Optimizing Build-Time Hashtag Indexing

Published on 6/4/2025

TLDR:

Ever tried making a static site smart enough to filter articles by hashtags without breaking a sweat (or your server)? I did, and it was a hilarious, slightly frustrating, but ultimately successful (vibe) ride to build-time hashtag indexing. V0 generated some problems though and even it managed to bake the branch, but it saved me hours of hard work, so I guess vibe coding it was worth it 🚀


Using AI for design inspiration

So, I had this grand vision: a beautiful collection of articles, all neatly tucked away as MDX files in a Git repository (there will be another article that describes my blogs architecture and why I chose this approach). But here's the kicker – I wanted to filter them by hashtags. Easy, right? Just slap some tags on 'em.

Ah, but the devil's in the details 👹, especially when you're talking performance. My articles are static, meaning no fancy database queries. How do you filter a bazillion MDX files efficiently without making your users wait for an eternity? Let's ask AI and see what it comes up with.


The Prompt That Started It All (and the debates that followed)

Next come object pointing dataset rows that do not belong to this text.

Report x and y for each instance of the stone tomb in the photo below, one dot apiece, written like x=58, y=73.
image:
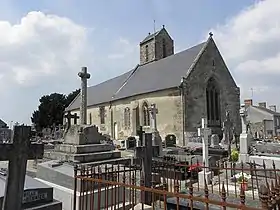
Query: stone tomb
x=60, y=176
x=36, y=195
x=82, y=143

My initial plea to the digital gods (okay, the AI) went something like this:

add hashtags support in article metadata, on article list it should be possible to filter by hashtag, before you implement anything figure out what would be most efficient way in terms of performance, since articles are just mdx files in git repository, so maybe we should support hashtags in file name somehow to make it easy to filter

The V0 came back with options:

  1. Hashtags in frontmatter + runtime filtering: "Clean metadata!" it chirped. "But we'll have to read all the files every single time someone wants to filter!"
  2. Hashtags in filename: "Super fast filtering!" but filenames are not very readable with this approach
  3. Frontmatter + build-time hashtag index: "Clean metadata and fast filtering! But it's a bit more complex to set up."

I went with option 3, since it was the most performant and flexible solution.

First problems

V0 decided to implement changes anyway, without waiting for my response. It implemented option 1, probably thinking I was a simpleton with five articles. I will deal with that later, since there was much bigger problem. My existing articles content vanished. Poof! Gone! "Don't you dare touch my words V0!" My articles are like my babies; you can dress 'em up in new metadata, but you can't rewrite their stories.

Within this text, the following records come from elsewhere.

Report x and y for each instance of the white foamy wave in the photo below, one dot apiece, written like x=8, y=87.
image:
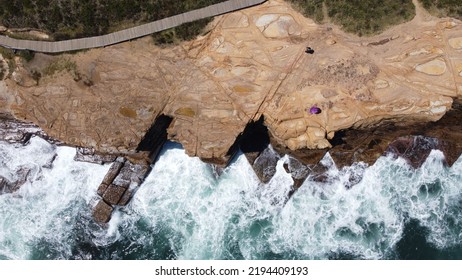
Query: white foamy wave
x=184, y=208
x=46, y=208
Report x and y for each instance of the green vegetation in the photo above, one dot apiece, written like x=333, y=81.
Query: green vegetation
x=359, y=16
x=66, y=19
x=310, y=8
x=445, y=8
x=177, y=34
x=59, y=65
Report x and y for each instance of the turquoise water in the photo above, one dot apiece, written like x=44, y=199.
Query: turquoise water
x=182, y=211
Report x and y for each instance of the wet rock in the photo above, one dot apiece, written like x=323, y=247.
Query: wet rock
x=367, y=145
x=102, y=212
x=113, y=194
x=131, y=173
x=125, y=198
x=297, y=170
x=91, y=156
x=414, y=149
x=21, y=175
x=355, y=174
x=14, y=131
x=113, y=171
x=265, y=164
x=102, y=189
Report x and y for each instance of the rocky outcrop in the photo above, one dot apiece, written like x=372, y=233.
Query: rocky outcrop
x=251, y=64
x=118, y=186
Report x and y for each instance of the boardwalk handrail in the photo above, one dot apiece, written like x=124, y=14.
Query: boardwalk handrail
x=130, y=33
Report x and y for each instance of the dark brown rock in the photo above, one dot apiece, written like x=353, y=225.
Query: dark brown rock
x=113, y=171
x=265, y=164
x=131, y=173
x=90, y=155
x=113, y=194
x=297, y=170
x=102, y=212
x=14, y=131
x=414, y=149
x=125, y=198
x=102, y=189
x=21, y=177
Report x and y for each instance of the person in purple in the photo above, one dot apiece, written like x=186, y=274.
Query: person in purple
x=314, y=110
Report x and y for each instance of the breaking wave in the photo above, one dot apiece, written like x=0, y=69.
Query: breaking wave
x=183, y=211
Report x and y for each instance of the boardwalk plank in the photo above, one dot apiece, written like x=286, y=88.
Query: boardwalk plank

never modify content of articles, the text, you can modify metadata only. I prefer Option 3: Frontmatter + build-time hashtag index

V0 reimplemented logic, but it ignored my request to not modify content of articles. I had to react:

where is content of my articles you lost the content, I prefer hashtags written as actual #hashtag in metadata,

OK finally articles content was restored. Additionally more flexible hashtag format was added: #tag1 #tag2 or ["tag1", "tag2"]. The parser became smart enough to handle the # automatically. Crisis, mostly, averted 💪

Styling issue

Next, the aesthetics. My hashtag badges were practically invisible, like ninjas in a snowstorm – white text on a light background. Unacceptable!

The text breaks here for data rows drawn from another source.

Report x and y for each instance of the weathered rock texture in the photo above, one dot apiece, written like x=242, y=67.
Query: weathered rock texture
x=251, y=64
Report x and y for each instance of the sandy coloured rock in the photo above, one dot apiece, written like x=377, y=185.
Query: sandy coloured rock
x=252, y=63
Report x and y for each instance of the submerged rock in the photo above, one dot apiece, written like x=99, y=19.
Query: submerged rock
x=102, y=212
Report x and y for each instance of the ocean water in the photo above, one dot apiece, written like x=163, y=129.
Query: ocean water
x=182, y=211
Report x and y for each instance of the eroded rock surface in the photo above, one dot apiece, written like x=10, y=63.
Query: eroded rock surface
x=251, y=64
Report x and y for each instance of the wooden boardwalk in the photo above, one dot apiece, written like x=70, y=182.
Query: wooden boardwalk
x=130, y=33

text on hastag badge in article list is barely visible since the background is light and text is white, make the text darker, much darker

V0 turned badges into boring black and white. I had to be more specific:

badge background should be more purple, light purple, also when you click on hashtag badge in the list or in the article it should go to list filtered by this hashtag

OK it was acceptable now.


How hastags work now

After all the back-and-forth, we landed on quite clever solution:

Build-Time Hashtag Indexing: The Secret Sauce

This is where the magic happens. Imagine your static site getting ready for prime time (aka the build process). Instead of just sitting there, it gets busy:

  • It scans all my articles once. Think of it as a super-efficient librarian reading all the book titles and their categories.
  • It builds an index. This index is basically a cheat sheet: "If you're looking for #react, check out article-slug-1 and article-slug-2."
  • Performance? O(1)! When you click a hashtag, it's not scanning every file; it's doing an instant lookup in that pre-built index. It's like having a direct line to the exact articles you need. Whether I have 10 articles or 10,000, filtering is lightning fast. This is what I expected from the beginning.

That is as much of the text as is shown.